WPT Data Migration Scripts
This repository contains scripts that can be used or modified to correct
mistakes in the datastore that backs
wpt.fyi.
Running a script
First of all, run gcloud auth application-default login
(you should already
have access to wptdashboard and/or wptdashboard-staging projects).
This repo does NOT use Go modules yet, so it is recommeneded to check out the
repo at $GOPATH/src/github.com/web-platform-tests/data-migration
. Then run
go get -u ./...
to get all the dependencies.
Finally, you can run most scripts with go run
, e.g. go run tagger/master.go --help
.
Writing a script
We have a few different categories of scripts.
Datastore-only
This is the most common kind. These scripts do a pass of scan-check-modify over
all TestRun
s in Datastore in parallel. Check-and-modify is done atomically in
a transaction.
The reusable logic is in processor/
. New scripts only need to
implement the Runs
interface.
Examples can be found in tagger/
.
Storage
The following scripts also download results from GCS, so they are a lot slower.

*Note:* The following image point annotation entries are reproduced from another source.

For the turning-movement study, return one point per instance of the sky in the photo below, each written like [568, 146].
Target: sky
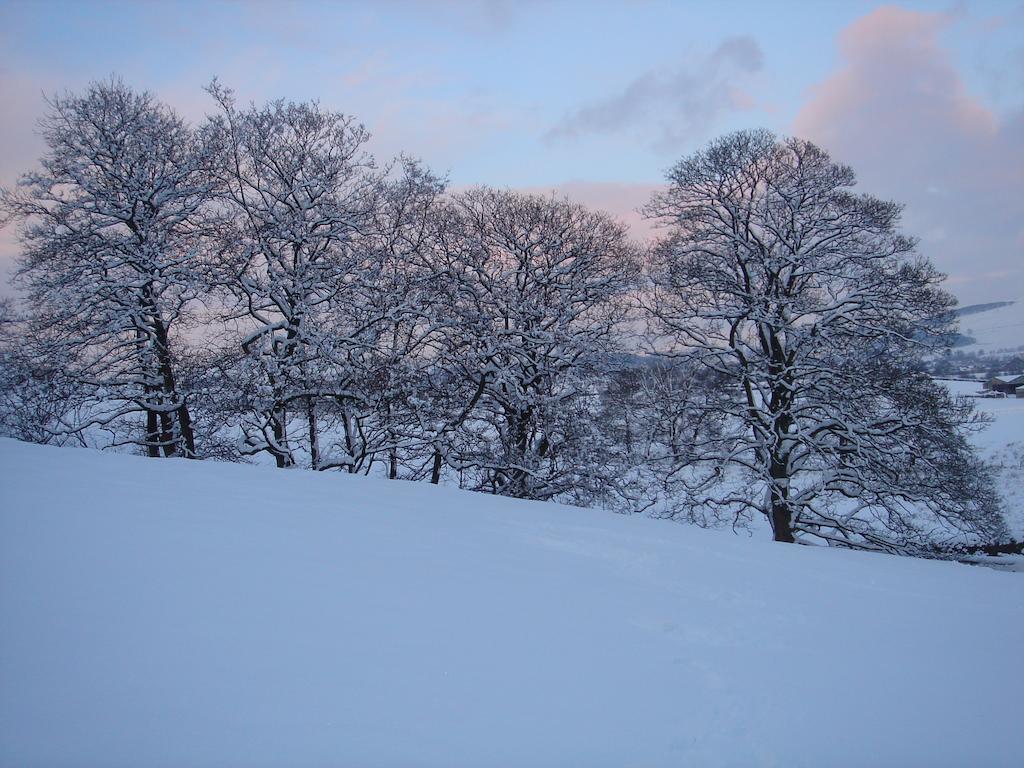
[591, 99]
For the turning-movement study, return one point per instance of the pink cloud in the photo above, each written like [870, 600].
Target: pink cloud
[898, 111]
[622, 200]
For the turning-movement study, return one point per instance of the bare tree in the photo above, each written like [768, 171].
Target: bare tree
[537, 285]
[806, 298]
[301, 188]
[110, 225]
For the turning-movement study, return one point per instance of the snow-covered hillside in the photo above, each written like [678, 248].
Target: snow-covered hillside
[195, 613]
[993, 328]
[1001, 444]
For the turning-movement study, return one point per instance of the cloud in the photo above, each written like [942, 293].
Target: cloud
[679, 104]
[622, 200]
[898, 111]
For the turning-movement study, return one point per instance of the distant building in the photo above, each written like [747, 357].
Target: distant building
[1007, 383]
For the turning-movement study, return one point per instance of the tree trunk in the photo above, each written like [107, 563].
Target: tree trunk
[152, 435]
[781, 522]
[313, 432]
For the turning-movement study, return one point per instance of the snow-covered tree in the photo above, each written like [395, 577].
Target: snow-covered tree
[110, 227]
[536, 286]
[815, 310]
[301, 190]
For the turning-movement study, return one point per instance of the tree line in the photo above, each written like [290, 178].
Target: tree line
[260, 285]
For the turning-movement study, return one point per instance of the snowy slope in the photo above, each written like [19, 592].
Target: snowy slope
[261, 617]
[1001, 444]
[998, 327]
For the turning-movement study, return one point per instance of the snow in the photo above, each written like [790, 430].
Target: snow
[1000, 443]
[166, 612]
[993, 330]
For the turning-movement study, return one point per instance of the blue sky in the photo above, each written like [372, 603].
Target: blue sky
[593, 98]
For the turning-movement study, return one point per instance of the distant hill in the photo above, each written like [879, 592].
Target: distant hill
[993, 327]
[976, 308]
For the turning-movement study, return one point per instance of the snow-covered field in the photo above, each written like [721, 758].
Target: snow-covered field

add_run_info/ - used to backfill product and browser name metadata, as well as
switch to a new URL schema.
add_time_start/ - used to backfill the TimeStart
metadata for runs done
before that information was added.
dedup_runs/ - used to deduplicate runs with the same raw_results_url
from
before results-processor was idempotent.
Bigtable
grid/ - an experiment to load all results into Bigtable.